Log Aggregation and Querying

Once logs are structured and centralized in a platform like Datadog or Splunk, you can run sophisticated queries:

# Find all LLM calls that took over 2 seconds and cost more than $0.01
event:llm_call AND latency_ms:>2000 AND cost_usd:>0.01

# Calculate average tokens per user per day
stats avg(total_tokens) by user_id, _time

# Alert if error rate exceeds 1% in the last 5 minutes
stats count(*) as total, count(error_code) as errors by _time
| eval error_rate = (errors / total) * 100
| where error_rate > 1

Structured logging enables these queries to execute in milliseconds against petabytes of logs.

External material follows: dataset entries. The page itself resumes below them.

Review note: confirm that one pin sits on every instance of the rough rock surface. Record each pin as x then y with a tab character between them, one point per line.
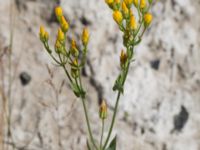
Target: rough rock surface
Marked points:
160	108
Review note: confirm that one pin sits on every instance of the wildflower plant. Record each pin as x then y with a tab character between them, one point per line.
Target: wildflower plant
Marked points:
133	24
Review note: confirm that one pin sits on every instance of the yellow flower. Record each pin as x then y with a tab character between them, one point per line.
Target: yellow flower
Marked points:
58	46
74	69
123	57
64	24
142	4
58	12
109	2
60	36
135	2
85	36
117	2
125	10
44	36
117	15
103	110
128	2
133	23
73	50
147	19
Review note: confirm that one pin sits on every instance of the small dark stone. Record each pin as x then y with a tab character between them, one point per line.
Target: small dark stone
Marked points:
85	21
155	64
25	78
181	119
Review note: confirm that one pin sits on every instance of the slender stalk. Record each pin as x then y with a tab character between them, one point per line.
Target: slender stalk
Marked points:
88	124
113	120
116	107
102	131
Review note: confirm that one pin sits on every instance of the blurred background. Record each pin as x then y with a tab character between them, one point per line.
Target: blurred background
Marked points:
160	108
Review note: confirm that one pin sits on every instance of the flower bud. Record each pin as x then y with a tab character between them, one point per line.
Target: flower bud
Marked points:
135	2
60	36
147	19
73	50
64	24
125	10
85	36
109	2
117	16
103	110
74	68
117	2
123	57
59	47
58	12
128	2
44	36
142	4
133	23
150	1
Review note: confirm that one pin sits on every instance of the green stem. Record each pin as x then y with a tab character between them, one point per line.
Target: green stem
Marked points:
113	120
88	124
102	131
116	106
66	71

Context Propagation: Passing Trace IDs

In a distributed system (microservices, async workers), you must propagate the trace_id through:

  1. HTTP headers — Include X-Trace-ID or Traceparent in every HTTP request.
  2. Message queues — Embed trace ID in message metadata (RabbitMQ headers, SQS attributes).
  3. Function arguments — Pass trace ID to functions that spawn background jobs.
  4. Thread-local storage — Use context variables (Python's contextvars) to propagate trace IDs across async tasks without manually threading them.

Here is a Python example using context variables:

from contextvars import ContextVar
import asyncio

trace_id_var: ContextVar[str] = ContextVar('trace_id', default='unknown')

async def background_task(data):
"""Background task automatically inherits trace_id from context."""
trace_id = trace_id_var.get()
log_structured("background_task_start", trace_id=trace_id, data=data)
await asyncio.sleep(1)
log_structured("background_task_end", trace_id=trace_id)

async def main(user_request_trace_id):
"""Set trace_id in context for this request."""
token = trace_id_var.set(user_request_trace_id)
try:
await background_task({"user_id": 42})
finally:
trace_id_var.reset(token)

# Simulate request
asyncio.run(main("req-12345"))

Both the background_task_start and background_task_end logs now carry the same trace_id, correlating them to the original request.

Key Takeaways

  • Structured JSON logs are queryable; unstructured text logs require manual parsing and are slow to aggregate.
  • Every log entry must carry a trace_id to correlate events across a single request lifecycle.
  • Core LLM fields include timestamp, model, input_tokens, output_tokens, cost_usd, and latency_ms.
  • Use context variables or thread-local storage to propagate trace IDs through async tasks and distributed systems.
  • Structured logs enable high-speed queries for debugging, alerting, and cost attribution.

Frequently Asked Questions

Should I log every LLM call or sample them?

Log 100% of LLM calls in production. The incremental cost of logging is negligible compared to the LLM API cost. Sampling might miss errors or cost anomalies. If storage is a concern, use log retention policies (e.g., keep all logs for 7 days, then archive) rather than sampling.

What is the performance overhead of structured logging?

Negligible if you use async logging (log to a buffer; flush periodically). Synchronous logging (wait for disk write before returning from the function) can add 1–5 ms per call. Use async JSON logging libraries (e.g., Python's python-json-logger) to keep overhead under 0.5 ms per call.

How do I prevent trace IDs from leaking into user-facing responses?

Keep trace IDs in logs and HTTP response headers (X-Trace-ID), not in JSON response bodies. If you want to expose a trace ID to the user for support inquiries, use a shorter, separate field (e.g., public_error_id) unrelated to the internal trace UUID.

Can I use structured logging with async/concurrent code?

Yes. Use context variables (contextvars in Python, AsyncContext in Rust, cls in Go) to bind the trace ID to each async task. The context variable is automatically inherited by child tasks and restored when tasks complete.